Pedro’s Tex-Mex Cantina is a fantastical shack near a ring road in Norwich. It was recently asked to stop handing out sombreros at the University of East Anglia Freshers’ Fair, because anti-racist activists (henceforth known as ‘morons’) at the UEA Freshers’ Fair reckon the sombrero is racist, and gave the staff of Pedro’s Tex-Mex Cantina a lecture about ‘cultural appropriation’, which they took well; that is, they did not set fire to the UEA Freshers’ Fair, which is what I would have done.
This is where we are with progressive politics, Spectator reader, although I think you knew that anyway. Anyone who thinks wearing a sombrero is racist — rather than suave, because the usual student headgear is still the traffic cone — needs an education in the true nature of racism, and should visit Ferguson or Tower Hamlets, instead of wondering if Yad Vashem should do millinery, and calling, however obliquely, for ‘white culture for white people’, because they are morons. I was overcome by a dark longing to wear a sombrero and vomit all over Twitter. Perhaps I can persuade the editor of this magazine to offer every subscriber a sombrero and a stick-on Zapata moustache? Perhaps we could rename the UK ‘El Sombrero’? It is obvious that racism will not be eradicated by banning the sombrero.
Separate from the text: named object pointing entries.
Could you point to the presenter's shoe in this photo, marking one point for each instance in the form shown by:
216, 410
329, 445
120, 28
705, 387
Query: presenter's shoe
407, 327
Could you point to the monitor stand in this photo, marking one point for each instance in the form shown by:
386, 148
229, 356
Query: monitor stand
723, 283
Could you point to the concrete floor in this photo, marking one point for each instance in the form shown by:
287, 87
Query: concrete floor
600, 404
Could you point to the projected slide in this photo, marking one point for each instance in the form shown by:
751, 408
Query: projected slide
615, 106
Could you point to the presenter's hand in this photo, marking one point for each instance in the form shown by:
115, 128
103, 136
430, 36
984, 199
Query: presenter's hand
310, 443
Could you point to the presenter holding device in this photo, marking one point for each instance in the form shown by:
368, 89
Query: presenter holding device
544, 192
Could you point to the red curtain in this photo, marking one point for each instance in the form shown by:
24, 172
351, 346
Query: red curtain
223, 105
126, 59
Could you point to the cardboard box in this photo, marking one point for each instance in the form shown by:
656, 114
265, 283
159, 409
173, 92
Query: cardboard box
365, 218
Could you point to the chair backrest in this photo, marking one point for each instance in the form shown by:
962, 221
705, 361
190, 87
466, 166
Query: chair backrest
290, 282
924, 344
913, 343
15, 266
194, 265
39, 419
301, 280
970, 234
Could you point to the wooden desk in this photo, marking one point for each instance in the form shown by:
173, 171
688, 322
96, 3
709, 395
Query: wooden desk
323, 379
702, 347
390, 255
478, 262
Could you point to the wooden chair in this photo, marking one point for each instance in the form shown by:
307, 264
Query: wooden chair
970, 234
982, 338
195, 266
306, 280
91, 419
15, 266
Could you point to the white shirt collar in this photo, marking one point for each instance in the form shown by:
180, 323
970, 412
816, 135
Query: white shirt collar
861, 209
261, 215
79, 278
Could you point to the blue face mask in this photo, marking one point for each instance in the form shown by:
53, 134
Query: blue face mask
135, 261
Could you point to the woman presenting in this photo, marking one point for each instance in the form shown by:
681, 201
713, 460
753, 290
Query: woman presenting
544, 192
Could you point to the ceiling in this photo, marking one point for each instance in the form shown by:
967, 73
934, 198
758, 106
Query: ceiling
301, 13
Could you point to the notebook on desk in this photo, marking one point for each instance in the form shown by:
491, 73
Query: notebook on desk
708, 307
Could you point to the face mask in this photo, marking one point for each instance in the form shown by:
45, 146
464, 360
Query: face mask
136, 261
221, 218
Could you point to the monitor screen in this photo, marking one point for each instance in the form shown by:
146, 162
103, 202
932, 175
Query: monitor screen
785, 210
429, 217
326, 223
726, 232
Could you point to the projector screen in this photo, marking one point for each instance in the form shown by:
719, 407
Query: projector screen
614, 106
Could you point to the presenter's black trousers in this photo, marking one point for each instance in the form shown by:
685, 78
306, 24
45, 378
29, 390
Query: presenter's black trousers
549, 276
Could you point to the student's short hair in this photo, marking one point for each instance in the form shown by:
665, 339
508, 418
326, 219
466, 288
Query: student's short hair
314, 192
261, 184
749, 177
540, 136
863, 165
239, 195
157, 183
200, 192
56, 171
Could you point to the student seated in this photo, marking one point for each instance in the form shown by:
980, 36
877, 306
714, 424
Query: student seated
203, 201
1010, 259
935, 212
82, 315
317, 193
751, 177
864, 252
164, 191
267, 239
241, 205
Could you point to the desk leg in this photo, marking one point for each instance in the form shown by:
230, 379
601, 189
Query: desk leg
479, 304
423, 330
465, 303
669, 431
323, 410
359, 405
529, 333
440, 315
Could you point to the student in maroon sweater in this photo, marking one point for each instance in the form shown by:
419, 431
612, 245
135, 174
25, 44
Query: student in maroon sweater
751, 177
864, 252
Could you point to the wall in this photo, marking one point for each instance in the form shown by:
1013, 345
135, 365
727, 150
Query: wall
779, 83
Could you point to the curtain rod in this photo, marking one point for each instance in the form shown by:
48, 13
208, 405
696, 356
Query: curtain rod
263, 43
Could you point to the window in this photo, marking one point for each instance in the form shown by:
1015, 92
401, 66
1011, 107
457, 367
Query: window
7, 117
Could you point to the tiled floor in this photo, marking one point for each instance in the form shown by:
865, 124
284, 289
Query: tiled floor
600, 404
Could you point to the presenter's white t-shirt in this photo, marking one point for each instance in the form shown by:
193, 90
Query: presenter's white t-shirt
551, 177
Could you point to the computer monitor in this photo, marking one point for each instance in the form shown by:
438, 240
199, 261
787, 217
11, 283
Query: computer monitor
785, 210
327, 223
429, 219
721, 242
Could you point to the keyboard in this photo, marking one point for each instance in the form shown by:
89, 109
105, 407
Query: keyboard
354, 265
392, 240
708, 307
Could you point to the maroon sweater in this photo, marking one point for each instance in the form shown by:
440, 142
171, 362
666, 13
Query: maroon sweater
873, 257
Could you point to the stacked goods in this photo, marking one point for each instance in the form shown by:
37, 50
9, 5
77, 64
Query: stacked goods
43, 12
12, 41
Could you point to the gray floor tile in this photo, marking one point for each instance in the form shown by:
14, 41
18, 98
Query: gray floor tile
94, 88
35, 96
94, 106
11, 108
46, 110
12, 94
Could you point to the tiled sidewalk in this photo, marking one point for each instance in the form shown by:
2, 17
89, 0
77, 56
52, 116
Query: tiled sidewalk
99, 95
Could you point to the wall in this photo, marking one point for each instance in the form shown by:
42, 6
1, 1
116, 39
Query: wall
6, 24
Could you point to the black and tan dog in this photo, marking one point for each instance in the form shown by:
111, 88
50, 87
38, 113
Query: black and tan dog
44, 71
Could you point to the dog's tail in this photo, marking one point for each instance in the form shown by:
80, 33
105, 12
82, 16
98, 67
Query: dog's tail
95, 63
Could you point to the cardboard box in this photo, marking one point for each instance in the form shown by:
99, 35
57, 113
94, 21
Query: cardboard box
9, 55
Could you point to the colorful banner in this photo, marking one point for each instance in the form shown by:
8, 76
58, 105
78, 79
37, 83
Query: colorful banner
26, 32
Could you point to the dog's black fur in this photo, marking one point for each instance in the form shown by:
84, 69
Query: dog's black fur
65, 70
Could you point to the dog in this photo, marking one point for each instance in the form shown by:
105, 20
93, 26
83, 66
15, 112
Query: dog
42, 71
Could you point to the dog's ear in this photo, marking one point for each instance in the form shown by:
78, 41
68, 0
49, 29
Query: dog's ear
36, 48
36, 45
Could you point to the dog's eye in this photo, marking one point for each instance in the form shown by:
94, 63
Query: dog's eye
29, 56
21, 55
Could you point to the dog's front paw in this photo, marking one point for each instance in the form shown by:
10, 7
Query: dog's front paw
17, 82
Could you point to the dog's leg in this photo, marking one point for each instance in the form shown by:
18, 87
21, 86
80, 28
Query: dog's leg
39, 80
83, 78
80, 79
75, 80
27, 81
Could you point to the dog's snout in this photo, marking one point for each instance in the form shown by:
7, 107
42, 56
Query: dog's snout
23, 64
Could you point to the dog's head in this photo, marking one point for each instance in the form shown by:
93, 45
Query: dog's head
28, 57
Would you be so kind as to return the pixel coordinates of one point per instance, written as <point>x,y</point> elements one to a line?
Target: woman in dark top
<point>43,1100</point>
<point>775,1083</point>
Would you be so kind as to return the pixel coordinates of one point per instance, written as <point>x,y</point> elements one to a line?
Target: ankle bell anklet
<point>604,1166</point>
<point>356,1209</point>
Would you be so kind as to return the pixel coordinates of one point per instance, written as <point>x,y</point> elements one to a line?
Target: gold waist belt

Polemically speaking, it is a straw hat, and we all know it.
Anyway I was so angry I went to Norwich in solidarity with the sombrero, a hat too often maligned because, on the right face, it can be terrifying. Norwich is, as you know, a city famous, at least in Jewish circles, for a medieval pogrom — was anyone wearing a sombrero? It has a re-pointed Norman castle on a boob-shaped hill; many Georgian houses; and a market selling principally baskets.
Pedro’s Tex-Mex Cantina is a wooden house, alone in its park; its sign — ‘Open All Day Saturday from 12 noon’ is in Labour colours, which might confuse the morons; Pedro’s Tex-Mex Cantina is, in signage terms, wearing borrowed robes. It reminds me, for some reason, of the Mos Eisley Cantina in Star Wars even if the exterior is pointy, Swiss and vaguely Heidi; and also of Casablanca. It is a place out of time. Inside, it is a Tex-Mex theme park: dull gold walls with red and green stripes for the Mexican flag; wooden booths; paintings of cactus; a saddle; a plastic buffalo; a plastic lizard; a wooden lizard; masks; fans; a random guitar; an excellent painting of a man in a sombrero (racist bastard); many, many sombreros. One table, set for 12, has a sombrero at each place setting, like a gun, or a racist novelty item, perhaps a balloon or whistle, celebrating the Confederacy; on the wall is an ornamental sombrero in mauve velvet. It is a taunt. A couple suck cocktails in tandem; their sombreros touch.
Now I am here, what to do? I ask the staff about the ‘incident’. They are discreet, but they giggle; their eyeballs roll up the walls towards a plastic lizard. I order a non--alcoholic mojito, or ‘faux-hijo’, and read the menu, which is large, gaudy and dedicated to getting the more racist elements of Norwich as drunk as possible on Pedro’s party jugs without the need for hospitalisation, due to the application of huge amounts of meat. I can’t face nachos, mucho nachos, combo dinners or classic Pedro’s stacks, so I order sizzling chicken fajitas, which I eat while wearing my sombrero and taking selfies. They are huge, doughy and excellent. I ask the party next in the next booth if they have heard of the racist sombreros and, if so, what do they think. ‘Fucking morons’ is their summary. We eat the sizzling chicken fajitas near the ring road of fear.